Considering the crucial role of agricultural lands in the country’s food security, economy, and the preservation of biodiversity [51], as well as their relationship with climate change [52,53], the changes occurring in the agricultural land class in the Atrak basin area was investigated separately from other land classes. According to Table 7, the years 2003, 2007, and 2020, with an area of 751 km2, followed by 2004 with 756 km2 and 2019 with 758 km2, had the highest area of croplands. In contrast, 2008 with an area of 525 km2, 2011 and 2014 with 573 km2, 2015 with 588 km2, and 2021 with an area of 486 km2 had the lowest cropland area. The largest area of cropland in this basin falls into the “very poor” and “poor” classes, covering 393 and 269 km2, respectively. According to Figure 12 and Table 8, a significant decreasing trend can be observed in the “very poor” and “dense” classes (−0.392, −0.415, p = 0.05), while the “moderate” class shows a significant increasing trend (−0.551, p = 0.01). However, a significant trend of changes is not observed in the “poor” classes and the total annual cropland area.
According to Table 9, which presents the correlation between the total area of croplands in the Atrak Basin and annual and seasonal rainfall, a significant relationship between the total area of cropland and winter and spring rainfall can be observed (0.333, p = 0.05 and 0.556, p = 0.01, respectively). Additionally, concerning annual precipitation, a very strong and significant trend is evident (0.532, p = 0.01). As shown in Figure 13, during the winter and summer seasons, as well as annually, a positive relationship between precipitation and cropland is observed (an increase in rainfall is followed by an increase in crop cover).

4. Discussion

In this research, the dynamics of vegetation in relation to the detection and quantification of drought was investigated using remote sensing data in the Atrak basin for 2003–2021. According to the land use map (Figure 2), and as indicated in Table 3, which highlights that the vegetation cover classified as “poor” occupies the largest area, a huge part of the Atrak basin is covered by grasslands. Furthermore, as depicted in Figure 6, the vegetation anomaly has an increasing trend in the eastern parts of the basin and a slightly decreasing trend in the western parts of the basin, while in some specific areas, it is stable. The findings showed that the lowest vegetation area was observed in 2008 (4.89%), 2014 (5.75%), 2017 (6.81%), and 2021 (6.61%). According to the VCI index, 2008 was identified as the driest year, with a VCI of 95.9%, consistent with the findings of other studies [54]. Conversely, during the years with very high rainfall, such as 2004, 2007, 2009, and 2019, the vegetation coverage occupied 12.08%, 10.78%, 9.61%, and 18.25% of the total vegetation area, respectively.
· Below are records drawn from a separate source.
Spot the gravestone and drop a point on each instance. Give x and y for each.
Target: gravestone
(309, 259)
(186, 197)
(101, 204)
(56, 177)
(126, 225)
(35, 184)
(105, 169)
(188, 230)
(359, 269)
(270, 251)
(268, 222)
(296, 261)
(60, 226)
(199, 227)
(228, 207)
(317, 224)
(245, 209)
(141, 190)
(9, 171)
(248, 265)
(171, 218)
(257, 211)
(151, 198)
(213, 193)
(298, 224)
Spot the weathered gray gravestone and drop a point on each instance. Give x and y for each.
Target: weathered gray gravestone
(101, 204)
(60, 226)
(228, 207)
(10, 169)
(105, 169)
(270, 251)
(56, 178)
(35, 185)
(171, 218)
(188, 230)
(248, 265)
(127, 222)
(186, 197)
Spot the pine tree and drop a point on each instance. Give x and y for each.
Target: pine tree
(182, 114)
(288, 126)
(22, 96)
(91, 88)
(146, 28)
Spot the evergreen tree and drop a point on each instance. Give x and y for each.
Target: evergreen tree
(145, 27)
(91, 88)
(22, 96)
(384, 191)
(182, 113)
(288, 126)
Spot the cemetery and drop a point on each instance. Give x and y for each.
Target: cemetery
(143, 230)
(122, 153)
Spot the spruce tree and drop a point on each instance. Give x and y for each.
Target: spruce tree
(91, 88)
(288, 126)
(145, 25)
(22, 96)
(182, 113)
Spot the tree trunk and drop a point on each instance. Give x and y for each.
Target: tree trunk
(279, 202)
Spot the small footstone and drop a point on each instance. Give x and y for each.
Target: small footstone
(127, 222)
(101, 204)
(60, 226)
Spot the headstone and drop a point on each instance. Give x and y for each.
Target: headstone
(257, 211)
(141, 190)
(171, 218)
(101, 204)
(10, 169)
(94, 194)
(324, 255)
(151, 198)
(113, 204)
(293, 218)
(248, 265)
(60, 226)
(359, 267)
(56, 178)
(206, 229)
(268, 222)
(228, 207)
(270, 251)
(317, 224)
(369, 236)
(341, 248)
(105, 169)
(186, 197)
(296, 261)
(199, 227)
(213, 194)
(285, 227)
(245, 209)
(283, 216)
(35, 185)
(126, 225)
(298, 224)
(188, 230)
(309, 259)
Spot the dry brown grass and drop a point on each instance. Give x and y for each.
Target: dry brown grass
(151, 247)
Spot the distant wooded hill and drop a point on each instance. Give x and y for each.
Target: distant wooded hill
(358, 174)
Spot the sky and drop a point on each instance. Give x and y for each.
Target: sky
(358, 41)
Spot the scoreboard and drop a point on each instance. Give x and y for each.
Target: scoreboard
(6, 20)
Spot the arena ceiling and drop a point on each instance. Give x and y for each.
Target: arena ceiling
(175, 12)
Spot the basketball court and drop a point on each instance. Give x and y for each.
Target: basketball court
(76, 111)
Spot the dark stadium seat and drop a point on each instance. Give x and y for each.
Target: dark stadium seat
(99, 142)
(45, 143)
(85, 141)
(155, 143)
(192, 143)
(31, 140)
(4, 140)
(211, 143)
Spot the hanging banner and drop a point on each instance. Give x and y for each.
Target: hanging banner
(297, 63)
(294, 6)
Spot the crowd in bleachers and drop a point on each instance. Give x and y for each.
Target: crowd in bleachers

To some extent, vegetation cover follows the occurring rainfall pattern of change, with low rainfall years leading to decreased soil moisture, stress for vegetation, and, subsequently, reduced vegetation cover.
Based on the results of the VCI index, the highest occurrence of drought area occurred in the years 2008 (95.93%), 2011 (71.5%), 2014 (67.8%), 2017 (61.5%), and 2021 (57.6%), while the lowest drought area was recorded in 2010 (2.6%), 2013 (5.4%), 2016 (2%), 2019 (2.19%), and 2020 (9.7%). This result is in line with other studies’ conclusions [18,55]. Additionally, the Standardized Precipitation Index (SPI) has been employed to monitor drought conditions [56]. The SPI analysis indicates that the years 2004, 2007, 2009, and 2019 exhibited conditions ranging from moderately wet to very heavy wet, whereas the years 2008, 2014, and 2021 experienced moderate to severe drought conditions [27,57]. In 2010, 2016, and 2019 the highest percentage of vegetation area was observed. According to the Standardized Precipitation Index (SPI), 2019, with 227.5 mm of rainfall, is classified as a very wet year, and it exhibited the maximum vegetation coverage during this year, spanning an area of 14,404 km2. Conversely, the lowest amount of rainfall in this season occurred in 2015, with 78.2 mm, while the minimum vegetation cover was in 2008, covering an area of 2776.6 km2. It is worth noting that while rainfall is a crucial factor in vegetation changes, it may not always be the sole determining factor, as other factors such as soil texture and salinity can also play a role [49].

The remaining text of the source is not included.